Después, siguieron llorando, por dentro y por fuera, a los dos lados de la misma alambrada, unidos por la pena y por la vida, por el dolor de cuanto habían perdido y por la obligación de seguir despertándose cada mañana. Pero los dos estaban aburridos de llorar, y por eso, al rato, sin decir nada, volvieron a mirarse, a sonreír.
—Te he traído tabaco —María volvió a hablar primero—, y croissants, chocolatinas, y lápices, un cuaderno, un sacapuntas y una goma de borrar, para que nos escribas... Échate para atrás, que voy a ver si puedo tirarlo por encima.
—No —él la corrigió con la seguridad de un experto—. Es mejor pasarlo por debajo de la alambrada, esto es una playa, aquí no hay nada más que arena. Excava tú por tu lado y yo lo haré por el mío. ¡Ah! Y otra cosa... Estaba a punto de pedírselo al jefe del campo, pero sería mejor... Mira a ver si podéis conseguirme un par de códigos franceses, uno civil, otro penal, y el texto de la ley de asilo, sobre todo eso. ¿Tienes alguna manera de contactar con el hombre que fue a buscaros? Pues dale los libros a él, y a ver si puede hacérselos llegar a Donato, el de Lugo, acuérdate de ese nombre...
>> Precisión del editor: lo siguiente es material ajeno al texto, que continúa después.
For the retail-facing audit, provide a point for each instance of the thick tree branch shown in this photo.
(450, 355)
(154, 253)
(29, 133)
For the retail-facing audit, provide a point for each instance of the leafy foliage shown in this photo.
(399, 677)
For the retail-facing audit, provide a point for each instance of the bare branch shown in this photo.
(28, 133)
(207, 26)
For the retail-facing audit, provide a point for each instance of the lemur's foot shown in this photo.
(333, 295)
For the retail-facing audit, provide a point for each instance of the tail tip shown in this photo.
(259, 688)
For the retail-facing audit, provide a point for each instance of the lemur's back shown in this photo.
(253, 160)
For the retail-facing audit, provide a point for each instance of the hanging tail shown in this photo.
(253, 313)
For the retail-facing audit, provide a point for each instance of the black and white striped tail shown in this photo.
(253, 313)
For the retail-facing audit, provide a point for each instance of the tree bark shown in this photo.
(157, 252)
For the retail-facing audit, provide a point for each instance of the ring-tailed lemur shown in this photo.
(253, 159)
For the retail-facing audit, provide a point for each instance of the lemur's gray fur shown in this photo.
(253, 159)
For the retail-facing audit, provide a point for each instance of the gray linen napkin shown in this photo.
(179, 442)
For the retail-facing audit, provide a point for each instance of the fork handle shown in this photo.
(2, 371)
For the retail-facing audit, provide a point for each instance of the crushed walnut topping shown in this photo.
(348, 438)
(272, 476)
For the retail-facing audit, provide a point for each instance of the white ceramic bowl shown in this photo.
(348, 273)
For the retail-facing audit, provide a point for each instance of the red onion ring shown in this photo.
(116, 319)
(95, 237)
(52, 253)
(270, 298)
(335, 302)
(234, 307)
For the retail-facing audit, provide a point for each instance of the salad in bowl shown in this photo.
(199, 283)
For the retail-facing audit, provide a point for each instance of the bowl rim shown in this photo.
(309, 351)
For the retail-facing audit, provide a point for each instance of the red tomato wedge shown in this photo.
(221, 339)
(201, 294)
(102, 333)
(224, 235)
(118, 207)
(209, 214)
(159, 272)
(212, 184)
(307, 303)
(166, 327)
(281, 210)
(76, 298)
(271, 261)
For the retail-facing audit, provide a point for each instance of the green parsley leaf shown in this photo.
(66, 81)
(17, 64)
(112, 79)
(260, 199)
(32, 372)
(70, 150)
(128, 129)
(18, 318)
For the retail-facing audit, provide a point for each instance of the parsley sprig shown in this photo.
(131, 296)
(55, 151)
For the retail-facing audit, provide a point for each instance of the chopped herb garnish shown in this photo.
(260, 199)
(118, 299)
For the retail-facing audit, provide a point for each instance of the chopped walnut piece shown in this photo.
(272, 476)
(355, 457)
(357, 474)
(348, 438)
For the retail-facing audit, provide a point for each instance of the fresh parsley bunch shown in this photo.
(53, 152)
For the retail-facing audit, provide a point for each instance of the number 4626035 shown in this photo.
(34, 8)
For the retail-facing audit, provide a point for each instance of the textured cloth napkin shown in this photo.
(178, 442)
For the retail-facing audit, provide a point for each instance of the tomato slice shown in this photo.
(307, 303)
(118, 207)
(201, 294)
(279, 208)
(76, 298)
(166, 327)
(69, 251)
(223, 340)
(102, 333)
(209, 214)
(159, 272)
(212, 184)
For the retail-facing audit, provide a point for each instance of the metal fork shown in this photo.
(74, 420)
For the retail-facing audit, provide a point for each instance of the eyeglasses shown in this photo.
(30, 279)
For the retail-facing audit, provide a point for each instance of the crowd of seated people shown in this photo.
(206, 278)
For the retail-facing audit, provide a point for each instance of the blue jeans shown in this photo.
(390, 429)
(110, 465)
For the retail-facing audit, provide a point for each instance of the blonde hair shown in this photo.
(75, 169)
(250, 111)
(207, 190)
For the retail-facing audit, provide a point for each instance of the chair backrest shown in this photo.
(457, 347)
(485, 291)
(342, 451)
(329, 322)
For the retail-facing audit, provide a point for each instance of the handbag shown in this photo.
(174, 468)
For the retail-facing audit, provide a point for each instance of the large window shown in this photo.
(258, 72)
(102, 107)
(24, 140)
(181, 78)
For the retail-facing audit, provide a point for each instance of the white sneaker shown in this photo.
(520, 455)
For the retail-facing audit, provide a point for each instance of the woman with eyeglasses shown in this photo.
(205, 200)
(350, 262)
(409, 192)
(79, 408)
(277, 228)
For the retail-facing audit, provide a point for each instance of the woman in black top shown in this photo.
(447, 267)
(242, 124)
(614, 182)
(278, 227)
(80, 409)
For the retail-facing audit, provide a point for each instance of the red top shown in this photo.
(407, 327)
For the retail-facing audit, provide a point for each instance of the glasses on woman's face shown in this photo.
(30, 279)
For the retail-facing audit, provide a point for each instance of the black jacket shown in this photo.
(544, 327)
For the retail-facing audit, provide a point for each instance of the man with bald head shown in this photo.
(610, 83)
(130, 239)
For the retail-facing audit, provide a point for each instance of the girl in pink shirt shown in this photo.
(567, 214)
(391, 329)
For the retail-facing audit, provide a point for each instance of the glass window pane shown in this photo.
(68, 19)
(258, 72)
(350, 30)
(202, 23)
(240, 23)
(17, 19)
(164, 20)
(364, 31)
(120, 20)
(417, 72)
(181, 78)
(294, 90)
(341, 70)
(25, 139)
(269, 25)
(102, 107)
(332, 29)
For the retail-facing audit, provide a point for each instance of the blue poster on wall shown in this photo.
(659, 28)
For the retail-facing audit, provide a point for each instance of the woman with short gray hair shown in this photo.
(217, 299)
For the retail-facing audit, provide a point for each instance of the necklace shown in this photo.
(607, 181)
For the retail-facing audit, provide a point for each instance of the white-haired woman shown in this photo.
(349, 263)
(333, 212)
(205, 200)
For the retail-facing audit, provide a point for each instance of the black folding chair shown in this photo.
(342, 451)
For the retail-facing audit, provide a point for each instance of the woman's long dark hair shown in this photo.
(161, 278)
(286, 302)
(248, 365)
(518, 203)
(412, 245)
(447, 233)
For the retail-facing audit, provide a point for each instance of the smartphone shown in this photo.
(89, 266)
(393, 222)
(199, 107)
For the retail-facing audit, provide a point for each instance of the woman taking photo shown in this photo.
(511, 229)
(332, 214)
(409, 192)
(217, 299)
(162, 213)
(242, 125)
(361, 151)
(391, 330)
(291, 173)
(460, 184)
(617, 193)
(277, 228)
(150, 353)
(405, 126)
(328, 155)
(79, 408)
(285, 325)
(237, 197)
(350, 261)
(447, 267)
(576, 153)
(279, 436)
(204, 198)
Después de la visita de María, la llegada de aquellos libros usados, manoseados y sucios, llenos de inscripciones en los márgenes, cambió la vida de Ignacio Fernández Muñoz en el campo de Barcarès. Volver a estudiar, tener algo que hacer en el tedio insoportable que tejía y destejía los hilos de la incertidumbre para volver a empezar de nuevo, en cada minuto idéntico a los demás de un día tan igual al anterior como al sucesivo, le permitió descansar de su propio hastío y armarse para la llegada de días peores. El otoño de 1939 fue duro, el invierno de 1940, espantoso. El final del verano se llevó consigo la ingenua alegría de quienes creían haber escapado de su destino de víctimas, y las primeras lluvias lavaron las últimas manchas de aquel júbilo irreflexivo y optimista con la certeza de que sólo se trataba de un cambio de escenario. No estaban en una cárcel española, sino en un campo francés. Lo demás, lo que tenían, lo que podían esperar, se parecía tanto que algunos, los más desprotegidos, los más débiles, empezaron a pensar que todo daba lo mismo. Ya no podían tomar el sol, no podían jugar al fútbol, no podían bañarse sin coger una pulmonía, ni siquiera posar para los fotógrafos que se habían cansado de venir a verlos. Llovía, el agua traspasaba los frágiles techos de los barracones, el mar se encrespaba, la playa menguaba, y todo era húmedo y triste, todo mohoso, todo sucio, ajeno, y cada noche hacía más frío, y cada día había menos luz.